The earliest immigrants to the province came from villages in the Guangdong region in southern China for the gold rush of the 1860s and later, to labour on the Canadian Pacific Railway. Chinese railway workers were notably absent when photographs of the ‘last spike’ event were taken following completion of the CPR rail in 1885.  Yet Wing Chung, a laid-off railway worker (and later, merchant husband to the previously mentioned Jung Ling) said he was standing in the crowd of white people in attendance. Chow discovered this “subversive” anecdote on a research visit to the Revelstoke Museum and Archives.

Jack Lee, among the first to mine in Wild Horse Creek, was regarded with sympathy by the wider community and his death in 1929 was mourned by Chinese and whites alike. Photo Royal BC Museum and Archives.

Chinese men also worked on the Dewdney Trail, at one time the main route across BC, running from Hope to Wild Horse Creek, near Fisherville in the southeast corner of BC. After the trail’s completion in 1865, some of the men were drawn to mining for gold in the Fisherville area. They faced hardships and mistreatment from white miners who “jumped” their claim, then occupied it for themselves. However, the author also cites instances of their financial success and friendly relations. For example, several mining companies at Wild Horse Creek were owned by Chinese men—including the Hang Company and the Quong Yung Tong Company. Individual miners were known to go back to China with substantial cash in their pockets as well. As for friendly relations, Jack Lee, among the first to mine in the area, was regarded with sympathy by the wider community. When Lee passed away in 1929, the Cranbrook Courier wrote: “His death is deeply regretted by many who knew and liked the old fellow who was almost as much of a landmark of Wild Horse gulch as the mountains above his lonely cabin.”

The historic Chinese joss house in Revelstoke also housed the Chinese Freemason Society. Photo Revelstoke Museum & Archives.

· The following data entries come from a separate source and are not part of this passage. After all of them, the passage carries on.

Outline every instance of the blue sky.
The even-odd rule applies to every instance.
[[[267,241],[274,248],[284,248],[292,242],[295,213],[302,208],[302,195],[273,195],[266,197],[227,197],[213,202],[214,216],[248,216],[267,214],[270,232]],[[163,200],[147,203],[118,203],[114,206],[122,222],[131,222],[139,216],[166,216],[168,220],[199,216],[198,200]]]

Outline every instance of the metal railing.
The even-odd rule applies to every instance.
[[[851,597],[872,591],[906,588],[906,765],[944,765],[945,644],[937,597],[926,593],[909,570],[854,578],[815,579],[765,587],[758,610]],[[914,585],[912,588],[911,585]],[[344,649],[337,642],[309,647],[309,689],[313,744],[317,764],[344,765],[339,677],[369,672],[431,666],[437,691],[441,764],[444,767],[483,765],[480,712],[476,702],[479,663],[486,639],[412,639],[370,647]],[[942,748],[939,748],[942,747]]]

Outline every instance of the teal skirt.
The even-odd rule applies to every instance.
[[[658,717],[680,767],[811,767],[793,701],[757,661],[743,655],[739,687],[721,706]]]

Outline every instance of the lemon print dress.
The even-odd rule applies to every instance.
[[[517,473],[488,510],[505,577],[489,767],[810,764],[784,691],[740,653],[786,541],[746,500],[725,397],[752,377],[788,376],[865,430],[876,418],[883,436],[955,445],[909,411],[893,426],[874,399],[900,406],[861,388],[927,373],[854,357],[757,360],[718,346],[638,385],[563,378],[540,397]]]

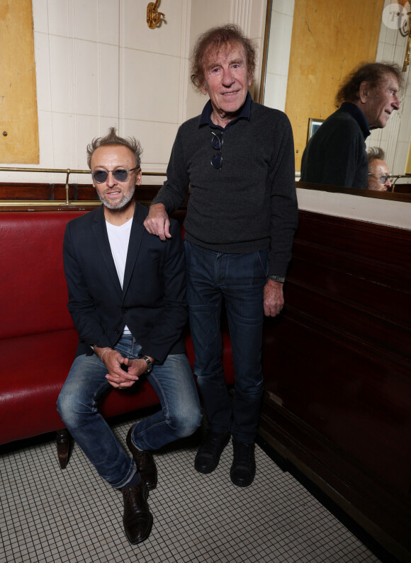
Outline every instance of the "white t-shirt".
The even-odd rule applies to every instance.
[[[131,232],[131,225],[133,224],[133,217],[126,223],[119,227],[111,224],[111,223],[108,223],[107,221],[106,221],[106,224],[107,226],[107,234],[108,235],[108,241],[110,242],[113,259],[116,264],[116,269],[117,270],[117,275],[118,275],[120,283],[123,288],[123,284],[124,283],[124,271],[125,270],[125,261],[127,260],[127,252],[128,251],[128,243],[130,241],[130,233]],[[124,327],[123,334],[131,334],[127,325]]]

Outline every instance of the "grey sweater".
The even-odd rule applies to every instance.
[[[190,187],[188,241],[230,254],[269,248],[269,274],[285,275],[298,221],[288,118],[253,101],[249,118],[240,117],[224,130],[204,123],[202,115],[179,127],[167,179],[153,203],[163,203],[171,213]],[[210,164],[216,153],[212,130],[223,135],[219,170]]]
[[[301,181],[365,190],[368,171],[365,140],[369,134],[362,111],[344,102],[305,147]]]

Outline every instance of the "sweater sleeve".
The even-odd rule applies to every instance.
[[[179,209],[188,190],[189,178],[184,161],[181,127],[179,129],[167,166],[167,179],[152,200],[162,203],[169,215]]]
[[[295,193],[294,142],[291,125],[283,114],[275,131],[276,149],[271,171],[271,247],[269,275],[285,276],[291,260],[298,209]]]

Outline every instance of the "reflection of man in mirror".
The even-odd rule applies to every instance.
[[[387,163],[384,161],[385,155],[380,147],[369,149],[367,151],[368,161],[368,179],[367,190],[386,192],[391,191],[390,172]]]
[[[248,487],[256,471],[254,440],[264,392],[264,313],[278,314],[298,217],[293,133],[286,115],[248,92],[252,42],[235,25],[206,31],[191,57],[191,81],[209,97],[203,113],[177,132],[167,179],[146,229],[169,237],[168,214],[182,203],[194,373],[209,431],[194,467],[211,473],[232,436],[232,482]],[[220,329],[225,302],[235,389],[225,385]]]
[[[308,142],[301,161],[301,181],[344,188],[367,186],[365,140],[370,130],[385,127],[400,108],[402,75],[398,64],[362,64],[346,78],[336,96],[337,111]]]

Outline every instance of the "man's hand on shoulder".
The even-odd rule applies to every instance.
[[[268,280],[264,286],[264,314],[276,317],[284,307],[283,283]]]
[[[146,230],[150,234],[159,237],[161,240],[171,239],[170,221],[162,203],[154,203],[150,208],[150,212],[144,222]]]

As Chinese labourers dispersed around the province following work on the CPR railway, many built new lives in the Kootenays, taking jobs in placer mining and establishing market gardens, laundries and restaurants. The Chinese joss house in Revelstoke, built in 1901, was a hub for the Chinese community and served as the location of the Chee Kung Tong (Chinese Freemason Society). Given the hostile flare-ups by townspeople toward Chinese residents who lived in crowded, impoverished quarters north of Revelstoke, the joss house played an instrumental role as a place of prayer, ceremony and advocacy.

The unsolved murder in 1900 of Mah Lin, a 19-year-old cook and servant in the Rossland home of single mother, Mary Chenowith, is given a second look by the author and exposes racial injustices. Also sketched from this era are Rossland’s nine Chinese laundries, the men labouring seven days a week and sleeping on hard wooden bunks in their shops. While washing customers’ clothes, “they hummed, sang or chanted, and they smoked tobacco with bamboo water pipes during breaks,” writes Chow.

The government’s legislative policies, from the discriminatory implementation of the Head Tax in 1885 to the granting of the vote in 1947 are layered into the chronicles and so are depictions of political upheavals in China and their impact abroad.

The dense tapestry of material in Hard is the Journey is remarkable—and sometimes unwieldy. A brief conclusion following each chapter assists the reader to a degree, but could benefit with the author’s observations of themes and insertion of examples from the content. Chow’s meticulous and fascinating book nevertheless offers fertile groundwork for a future of truly inclusive BC histories.

9781773860749

Janet Nicol is a Vancouver-based freelance writer and former high school history teacher.